Engagement with Climate-Related Regulations: Chevron has limited transparent engagement on specific regulations and appears to advance negative positions on most policies. In the US, the company appeared unsupportive of tailpipe GHG emissions standards for light- and medium-duty vehicles in a July 2023 submission to the Environmental Protection Agency (EPA), and instead advocated for a “technology-neutral” lifecycle GHG assessment approach to address emissions from transportation. The company also opposed EPA’s GHG emissions standards for heavy-duty vehicles in June 2023 comments. In a January 2024 joint industry letter to policymakers in Canada, Chevron attempted to weaken British Columbia’s carbon tax by advocating for exemptions for "clean" liquid fuels.

Chevron appeared to advocate against EPA’s proposed methane standards for the oil and gas sector in its January 2022 comments. However, in February 2023, the company’s comments supported EPA’s supplemental proposal for methane regulations, such as measures for monitoring and reducing flaring, while appearing unsupportive of the Super-Emitter Reduction Program.

Chevron has not responded to CDP’s climate change survey since 2018.

Positioning on Energy Transition: Chevron advocates for a long-term role for oil and gas in the energy mix. The company’s comments to California’s Maximum Gross Refining Margin and Penalty in May 2024 emphasized the need for investments in the fossil fuel refining sector.
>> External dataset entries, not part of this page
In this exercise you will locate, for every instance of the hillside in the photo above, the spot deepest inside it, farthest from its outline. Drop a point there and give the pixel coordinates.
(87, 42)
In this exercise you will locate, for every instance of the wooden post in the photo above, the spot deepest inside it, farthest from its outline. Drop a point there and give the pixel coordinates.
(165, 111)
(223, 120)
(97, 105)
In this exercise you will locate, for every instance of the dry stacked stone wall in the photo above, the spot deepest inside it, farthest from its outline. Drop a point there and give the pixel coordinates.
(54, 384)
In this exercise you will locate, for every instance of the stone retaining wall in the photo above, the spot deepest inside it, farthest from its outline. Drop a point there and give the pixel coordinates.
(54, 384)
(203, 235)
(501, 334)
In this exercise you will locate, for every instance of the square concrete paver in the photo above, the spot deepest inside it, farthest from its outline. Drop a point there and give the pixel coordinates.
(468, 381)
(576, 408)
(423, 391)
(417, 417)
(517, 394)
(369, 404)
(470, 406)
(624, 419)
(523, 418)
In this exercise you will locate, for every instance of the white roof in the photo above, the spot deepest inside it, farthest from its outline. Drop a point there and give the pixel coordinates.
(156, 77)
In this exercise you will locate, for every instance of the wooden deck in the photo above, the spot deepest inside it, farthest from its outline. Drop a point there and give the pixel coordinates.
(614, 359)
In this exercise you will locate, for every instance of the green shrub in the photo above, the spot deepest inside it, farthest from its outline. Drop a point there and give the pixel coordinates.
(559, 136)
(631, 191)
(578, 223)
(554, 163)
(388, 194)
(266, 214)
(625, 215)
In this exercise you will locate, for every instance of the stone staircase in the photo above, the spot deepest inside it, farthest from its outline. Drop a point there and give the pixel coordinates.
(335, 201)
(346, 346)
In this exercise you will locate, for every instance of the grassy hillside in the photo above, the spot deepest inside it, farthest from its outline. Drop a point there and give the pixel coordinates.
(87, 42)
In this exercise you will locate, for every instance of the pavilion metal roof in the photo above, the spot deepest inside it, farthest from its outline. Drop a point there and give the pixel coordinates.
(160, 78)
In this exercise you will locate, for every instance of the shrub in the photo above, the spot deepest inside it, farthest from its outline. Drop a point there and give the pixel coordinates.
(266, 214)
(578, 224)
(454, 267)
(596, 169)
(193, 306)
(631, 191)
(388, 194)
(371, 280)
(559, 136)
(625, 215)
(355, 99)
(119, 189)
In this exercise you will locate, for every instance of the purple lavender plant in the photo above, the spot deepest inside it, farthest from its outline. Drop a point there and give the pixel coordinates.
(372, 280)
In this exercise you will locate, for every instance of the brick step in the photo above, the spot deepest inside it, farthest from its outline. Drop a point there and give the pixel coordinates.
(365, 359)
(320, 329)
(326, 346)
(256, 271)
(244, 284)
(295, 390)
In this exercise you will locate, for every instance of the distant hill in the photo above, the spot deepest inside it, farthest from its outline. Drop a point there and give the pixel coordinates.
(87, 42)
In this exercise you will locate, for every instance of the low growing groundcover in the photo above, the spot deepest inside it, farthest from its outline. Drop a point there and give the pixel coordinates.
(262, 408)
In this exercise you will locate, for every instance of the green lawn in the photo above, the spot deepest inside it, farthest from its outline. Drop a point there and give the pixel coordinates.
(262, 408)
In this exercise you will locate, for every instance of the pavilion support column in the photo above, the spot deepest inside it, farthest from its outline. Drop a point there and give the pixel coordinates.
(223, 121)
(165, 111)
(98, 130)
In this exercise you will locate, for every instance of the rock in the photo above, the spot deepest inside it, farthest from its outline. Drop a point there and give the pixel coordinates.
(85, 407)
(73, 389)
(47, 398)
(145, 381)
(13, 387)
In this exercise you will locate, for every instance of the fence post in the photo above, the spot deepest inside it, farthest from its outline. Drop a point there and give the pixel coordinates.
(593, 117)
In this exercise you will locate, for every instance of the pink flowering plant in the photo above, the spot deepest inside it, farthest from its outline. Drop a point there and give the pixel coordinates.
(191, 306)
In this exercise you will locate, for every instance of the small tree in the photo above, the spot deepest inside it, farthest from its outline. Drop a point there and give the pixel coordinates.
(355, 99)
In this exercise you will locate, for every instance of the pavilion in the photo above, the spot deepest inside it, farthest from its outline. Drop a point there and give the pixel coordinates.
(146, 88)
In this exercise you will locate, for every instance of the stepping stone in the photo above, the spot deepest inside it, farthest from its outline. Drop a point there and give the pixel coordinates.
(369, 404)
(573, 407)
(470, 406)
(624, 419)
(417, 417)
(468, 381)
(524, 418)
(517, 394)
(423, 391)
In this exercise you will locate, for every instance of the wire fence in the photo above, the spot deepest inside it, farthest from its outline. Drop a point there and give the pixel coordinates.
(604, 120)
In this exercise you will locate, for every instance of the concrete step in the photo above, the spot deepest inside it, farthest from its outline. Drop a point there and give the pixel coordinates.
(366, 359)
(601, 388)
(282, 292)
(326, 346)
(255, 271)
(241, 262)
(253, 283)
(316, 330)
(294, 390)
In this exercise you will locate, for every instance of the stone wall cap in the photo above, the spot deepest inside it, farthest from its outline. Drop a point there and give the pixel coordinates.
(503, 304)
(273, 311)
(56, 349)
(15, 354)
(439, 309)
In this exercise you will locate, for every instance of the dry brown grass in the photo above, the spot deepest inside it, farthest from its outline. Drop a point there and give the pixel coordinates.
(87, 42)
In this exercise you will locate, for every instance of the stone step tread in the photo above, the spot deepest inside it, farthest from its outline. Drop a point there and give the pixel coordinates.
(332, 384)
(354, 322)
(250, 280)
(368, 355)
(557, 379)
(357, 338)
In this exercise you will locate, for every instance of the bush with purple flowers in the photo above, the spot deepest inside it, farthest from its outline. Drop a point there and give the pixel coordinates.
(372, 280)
As per a June 2024 record in the Colorado Lobbyist Registry, a lobbyist has voted on behalf of Chevron in opposition to SB24-159, a Colorado state-level bill which would require the state to phase out issuing new oil and gas permits by 2030.
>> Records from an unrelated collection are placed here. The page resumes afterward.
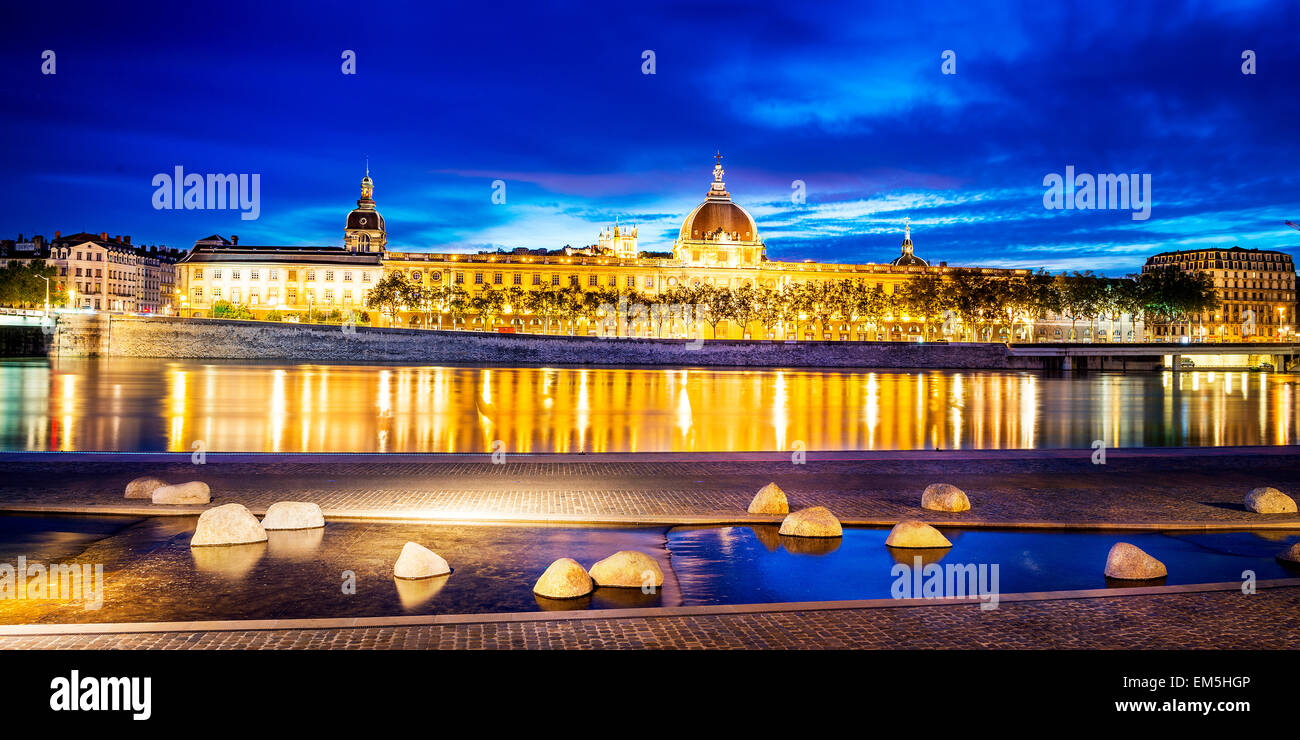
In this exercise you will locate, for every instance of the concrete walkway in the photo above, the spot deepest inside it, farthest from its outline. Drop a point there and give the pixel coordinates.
(1181, 488)
(1157, 618)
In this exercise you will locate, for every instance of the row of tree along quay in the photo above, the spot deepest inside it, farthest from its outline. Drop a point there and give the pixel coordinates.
(962, 304)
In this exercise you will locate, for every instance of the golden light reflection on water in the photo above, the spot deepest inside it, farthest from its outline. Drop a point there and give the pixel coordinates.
(147, 405)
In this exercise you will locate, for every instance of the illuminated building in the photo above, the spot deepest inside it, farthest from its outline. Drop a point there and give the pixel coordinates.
(718, 245)
(1255, 289)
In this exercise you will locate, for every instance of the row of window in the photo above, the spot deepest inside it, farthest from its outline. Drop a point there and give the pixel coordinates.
(274, 275)
(273, 297)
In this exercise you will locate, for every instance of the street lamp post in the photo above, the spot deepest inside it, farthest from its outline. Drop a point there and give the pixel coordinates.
(47, 294)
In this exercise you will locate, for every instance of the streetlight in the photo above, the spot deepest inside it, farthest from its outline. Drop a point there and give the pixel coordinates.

In Australia, Chevron’s response to the Future Gas Strategy advocated for new fossil gas exploration in November 2023, with similar advocacy in its comments on the Electricity and Energy Sector Plan Discussion Paper in April 2024. Similarly, the company’s registration at the Canadian federal lobbying registry in June 2023 disclosed that it had advocated for policies to incentivize oil and gas production.
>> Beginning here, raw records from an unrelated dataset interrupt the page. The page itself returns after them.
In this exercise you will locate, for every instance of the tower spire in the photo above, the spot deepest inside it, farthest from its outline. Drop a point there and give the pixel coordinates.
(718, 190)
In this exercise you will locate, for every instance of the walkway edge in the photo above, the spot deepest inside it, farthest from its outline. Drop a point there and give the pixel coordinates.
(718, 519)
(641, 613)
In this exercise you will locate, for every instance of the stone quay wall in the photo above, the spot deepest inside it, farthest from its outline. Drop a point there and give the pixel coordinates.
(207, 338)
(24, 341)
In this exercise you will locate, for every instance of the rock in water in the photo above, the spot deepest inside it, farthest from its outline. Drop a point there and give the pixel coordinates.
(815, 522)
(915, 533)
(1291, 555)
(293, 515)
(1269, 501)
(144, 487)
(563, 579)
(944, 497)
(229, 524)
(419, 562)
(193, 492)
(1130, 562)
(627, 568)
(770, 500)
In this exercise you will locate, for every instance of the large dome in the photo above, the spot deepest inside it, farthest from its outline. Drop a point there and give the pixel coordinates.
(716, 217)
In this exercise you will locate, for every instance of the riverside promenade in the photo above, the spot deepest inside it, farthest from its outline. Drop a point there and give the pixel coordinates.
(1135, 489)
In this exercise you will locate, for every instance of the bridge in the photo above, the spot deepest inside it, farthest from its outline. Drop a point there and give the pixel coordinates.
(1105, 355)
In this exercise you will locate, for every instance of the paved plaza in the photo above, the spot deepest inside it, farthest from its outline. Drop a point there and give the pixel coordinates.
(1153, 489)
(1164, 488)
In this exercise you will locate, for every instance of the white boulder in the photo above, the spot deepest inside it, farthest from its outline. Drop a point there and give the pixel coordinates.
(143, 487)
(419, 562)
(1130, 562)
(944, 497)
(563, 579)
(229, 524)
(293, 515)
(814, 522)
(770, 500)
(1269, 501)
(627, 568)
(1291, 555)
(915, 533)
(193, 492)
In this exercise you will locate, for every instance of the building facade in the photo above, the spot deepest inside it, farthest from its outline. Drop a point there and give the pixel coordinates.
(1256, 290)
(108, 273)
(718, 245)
Chevron also appears to demonstrate negative engagement on measures to decarbonize the economy. The company opposed Australia’s Hydrogen Strategy in August 2023 comments in which it did not support hydrogen production mandates and sector specific targets, while advocating for the continued use of fossil fuel infrastructure. In comments submitted to the US EPA in June 2023, Chevron advocated for a long-term role for ICE-powered heavy-duty vehicles powered by biofuels, hybrid technologies, and renewable natural gas over a rapid transition to EVs. While Chevron’s website frequently advocates for measures to aid the development of carbon capture and storage (CCS), it does not clarify the intended applications of CCS or how the technology fits in the transition towards a net-zero energy and industrial system.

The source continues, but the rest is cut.